Carmen Johnson, President of the Nurses Association of Jamaica (NAJ), told RJR News on Friday afternoon that this is one of the agreements reached at a conciliation meeting called by the Ministry of Labour.
 
The meeting involved representatives of the NAJ, the Ministry of  Health as well as the Ministry of Finance and the Public Service.
 
"We are asking them, where possible, to return to work on the 10 p.m. shift tonight. But normal(ity) should be returned to the public health sector by the very latest 7 a.m. (Saturday) morning," Miss Johnson outlined. 
 
She said the Ministry of Finance has indicated that it will inform the nurses on Monday of the date on which wage negotiations will resume. 
 
The nurses are upset that 2017/2019 wage negotiations with the government have stalled.
 
Patients have experienced lengthy delays in accessing health care and some facilities are operating on an emergency basis due to the shortage of nurses.  
 
The nurses have described the government's six per cent wage offer over two years and a freeze on allowances as an insult. 
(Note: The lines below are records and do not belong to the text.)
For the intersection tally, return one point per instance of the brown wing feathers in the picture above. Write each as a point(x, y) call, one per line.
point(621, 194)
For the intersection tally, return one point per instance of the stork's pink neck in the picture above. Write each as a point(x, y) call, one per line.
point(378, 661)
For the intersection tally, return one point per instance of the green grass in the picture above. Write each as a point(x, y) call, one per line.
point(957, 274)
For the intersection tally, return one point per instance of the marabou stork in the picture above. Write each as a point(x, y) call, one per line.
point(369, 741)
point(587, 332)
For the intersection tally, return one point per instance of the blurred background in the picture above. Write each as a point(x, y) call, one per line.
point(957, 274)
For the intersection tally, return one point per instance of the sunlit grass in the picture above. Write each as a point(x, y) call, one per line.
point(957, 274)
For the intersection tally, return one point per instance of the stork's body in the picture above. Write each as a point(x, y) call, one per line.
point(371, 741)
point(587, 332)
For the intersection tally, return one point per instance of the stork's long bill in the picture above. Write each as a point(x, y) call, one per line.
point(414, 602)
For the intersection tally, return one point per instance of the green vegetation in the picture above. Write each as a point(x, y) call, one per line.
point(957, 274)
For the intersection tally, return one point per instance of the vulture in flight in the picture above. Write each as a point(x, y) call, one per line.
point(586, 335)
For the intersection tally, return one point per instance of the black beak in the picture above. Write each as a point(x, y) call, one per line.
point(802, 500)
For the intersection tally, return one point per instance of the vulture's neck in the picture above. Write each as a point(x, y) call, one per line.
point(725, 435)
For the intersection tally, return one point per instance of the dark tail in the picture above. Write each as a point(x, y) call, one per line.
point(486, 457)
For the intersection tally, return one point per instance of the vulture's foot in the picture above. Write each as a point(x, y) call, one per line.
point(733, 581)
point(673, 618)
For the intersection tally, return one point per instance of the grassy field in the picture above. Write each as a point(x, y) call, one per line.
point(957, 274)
                                                   
In the meantime, Errol Greene, Chief Executive Officer of Kingston Public Hospital, said the institution continues to be hard hit by the nurses' protest.
 
"For the morning session, we did not do as well as we did yesterday. The turnout at the KPH was a little below or about 50 per cent of what we expected (but) the nurse managers have been able reassign resources to keep the hospital going," he explained.  
 
Mr. Green also gave an update on the situation at Victoria Jubilee Hospital.
                                                          
"Victoria Jubilee is in a better position than KPH because we use quite a number of midwives. The midwives are not necessarily members of the NAJ and therefore, that would not have affected their turnout to work," he noted. 
 
St. Ann's Bay Regional Hospital   
 
Meanwhile, operating theatres at St. Ann's Bay Regional Hospital are only able to facilitate emergency cases at the moment.
 
Dr. Tanya Hamilton, Senior Medical Officer at the hospital, said there is a low turn out of registered nurses at the facility but senior nurses are assisting doctors to provide patient care.